10.0Oversand is one of the first films about free climbing, the third film in a series of three with "Overdon" and "Over-Ice". Directed by Jean-Paul Janssen, the film was shot in 35mm in Algeria, in the Sahara Desert, in the Tamanrasset region, on the walls of the majestic peaks of the Atakor massif, central sub-region of Hoggar, mountainous heart of Hoggar, a volcanic plateau of almost circular shape, whose average altitude is 2000 meters, and which culminates at Mount Tahat (2918m), the highest point in Algeria. The Atakor is distinguished by its spectacular volcanic peaks, its needles, and its rugged landscapes, resulting from the erosion of ancient volcanic chimneys, which make it the most emblematic summits of the Hoggar, such as the Assekrem, the Ilamane, or the Tizouyag, where climbers Patrick Edlinger, Patrick Bérhault, Bernard Gorgeon, Hugues Jaillet, Jacques Perrier, Stéphane Troussier and Odette Schoënleb evolve under the watchful eye of the Tuareg caravans.
10.0Climber Patrick Edlinger visits various climbing areas in the American West, including Joshua Tree (routes and bouldering), Yosemite (bouldering), Hueco Tanks (bouldering), and Smith Rock (routes). He is seen climbing alongside Russ Clune, Ron Kauk, Jean-Paul Lemercier, and Todd Skinner in numerous sequences accompanied by Native American-inspired music composed by Benoît Fromanger. Less well-known than his two previous films, "La Vie au bout des doigts" and "Opéra Vertical," it remains a benchmark for all climbing enthusiasts and admirers of Edlinger, the world's most famous climber. His familiar voice provides narration throughout many sequences with iconic phrases that encapsulate the man, such as: "Climbing, this useless thing to which I dedicate my life."
0.0Mountain climbers achieve fame, despite the many deadly accidents. The image is partly created by the climbers themselves. But because of the difficult circumstances at these great heights, it is practically impossible to find out if all these incredible stories are actually true. In April 2014, Dutch climbers start an expedition the sixth highest mountain in the world. Investigative journalist Geertjan Lassche closely follows the group. How ruthless do you need to be? And are these mountain climbers really as arrogant as they seem to be? The closer the group gets to the top, the more we learn about all kinds of universal dilemmas. And then, even the mountain itself turns against the climbers.

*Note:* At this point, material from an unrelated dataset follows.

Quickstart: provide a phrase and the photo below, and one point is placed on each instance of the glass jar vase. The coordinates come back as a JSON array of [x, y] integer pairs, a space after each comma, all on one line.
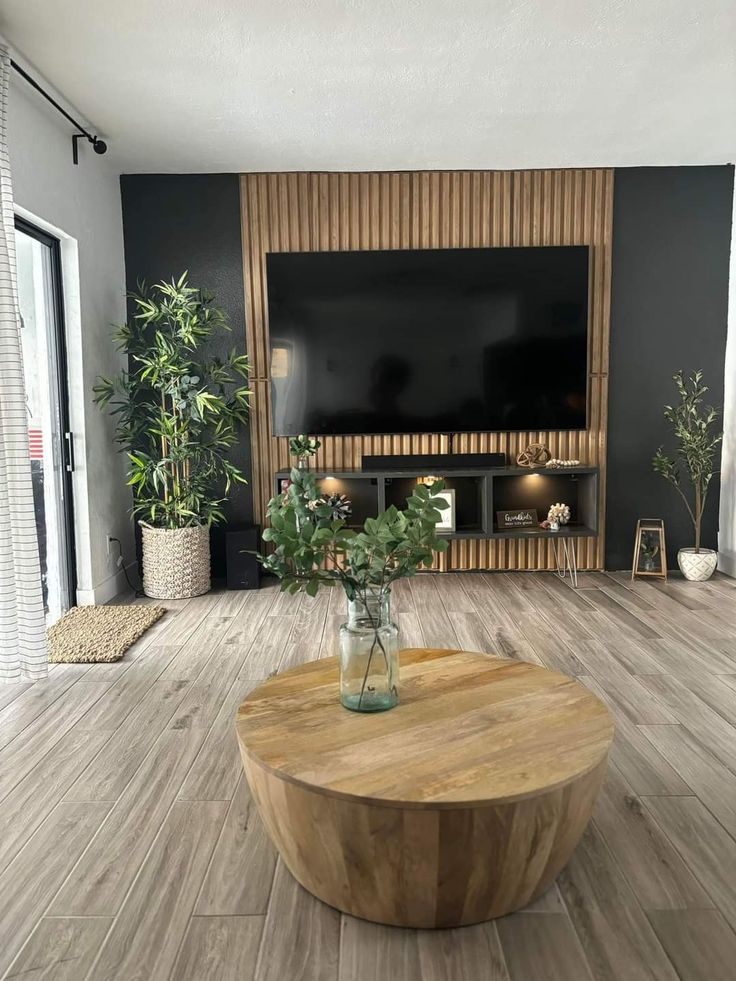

6.1Behind every breakthrough in the progression of climbing, there's a true story of doubt and determination, perseverance in the face of failure. From boulders, to big walls, to competition podiums, the climbers at the top of the game share a commitment to do whatever it takes to achieve their vision.
10.0In a vertiginous sequence, Claude Lelouch's camera follows Patrick Edlinger climbing with his bare hands one of the routes of the spectacular Cimaï cliff. The action takes place in the Consensus voice (7c+/8a+) at the Cimaï quarry. In a place large enough where Claude Lelouch had been able to take out his crane to make a vertical trip. Later, in 2013, the foot of the Consensus route will experience landslides, the climbing sector has since been prohibited by municipal decree, huge blocks threatening to fall.